A new threat landscape report on ransomware attacks published by the European Union Agency for Cybersecurity (ENISA) analysed a total of 623 ransomware incidents across the EU, the United Kingdom, and the United States for a reporting period from May 2021 to June 2022. The data was gathered from governments' and security companies' reports, from the press, verified blogs, and in some cases using related sources from the dark web.
Between May 2021 and June 2022 about 10 terabytes of data were stolen each month by ransomware threat actors. 58.2 percent of the data stolen included employees' personal data.
For 94.2 percent of incidents, it is unclear whether the company paid the ransom or not.

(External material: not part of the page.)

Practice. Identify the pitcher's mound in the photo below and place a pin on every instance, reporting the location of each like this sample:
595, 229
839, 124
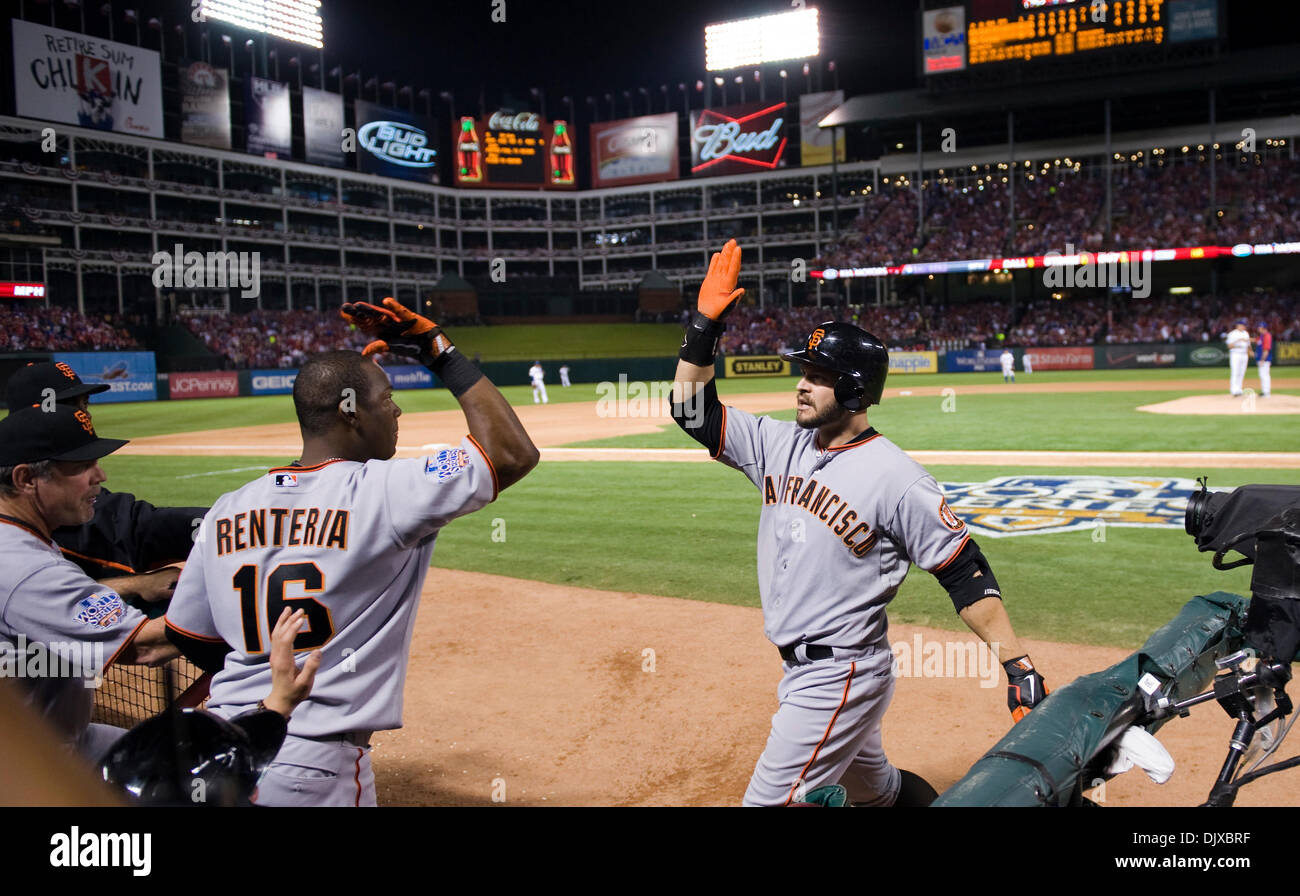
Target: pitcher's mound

However, when the negotiation fails, the attackers usually expose and make the data available on their webpages. This is what happens in general and is a reality for 37.88 percent of incidents.
ENISA therefore concludes that the remaining 62.12 percent of companies either came to an agreement with the attackers or found another solution.
The study also shows that companies of every size and from all sectors are affected.
According to ENISA, the above figures only portray a part of the overall picture as many organizations do not make their incidents public or do not report on them to the relevant authorities.
Information about the disclosed incidents is also quite limited since in most cases the affected organizations are unaware of how threat actors managed to get initial access. In the end, organizations might deal with the issue internally (e.g. decide to pay the ransom) to avoid negative publicity and ensure business continuity. However, such an approach does not help fight the cause – on the contrary, it encourages the phenomenon instead, fuelling the ransomware business model in the process, says ENISA.
ENISA is currently exploring ways to improve the reporting of incidents. The revised Network and Information Security Directive (NIS 2) is expected to change the way cyber security incidents are notified in the EU. The new provisions will aim to support a better mapping and understanding of the relevant incidents.
To protect against and respond to ransomware attacks, ENISA recommends the following:
Strengthen your resilience against ransomware by taking actions such as:
- Keep an updated backup of your business files & personal data;
- Keep this backup isolated from the network;
- Apply the 3-2-1 rule of backup: 3 copies, 2 different storage media, 1 copy offsite;
- Run security software designed to detect most ransomware in your endpoint devices;
- |Restrict administrative privileges; etc.
If you fall victim of a ransomware attack:
- Contact the national cyber security authorities or law enforcement for guidance;
- Do not pay the ransom and do not negotiate with the threat actors;
- Quarantine the affected system;
- Visit the No More Ransom Project - This is an initiative by the National High Tech Crime Unit of the Netherlands’ police, Europol’s European Cybercrime Centre, Kaspersky and McAfee with the goal to help victims of ransomware retrieve their encrypted data without having to pay the criminals.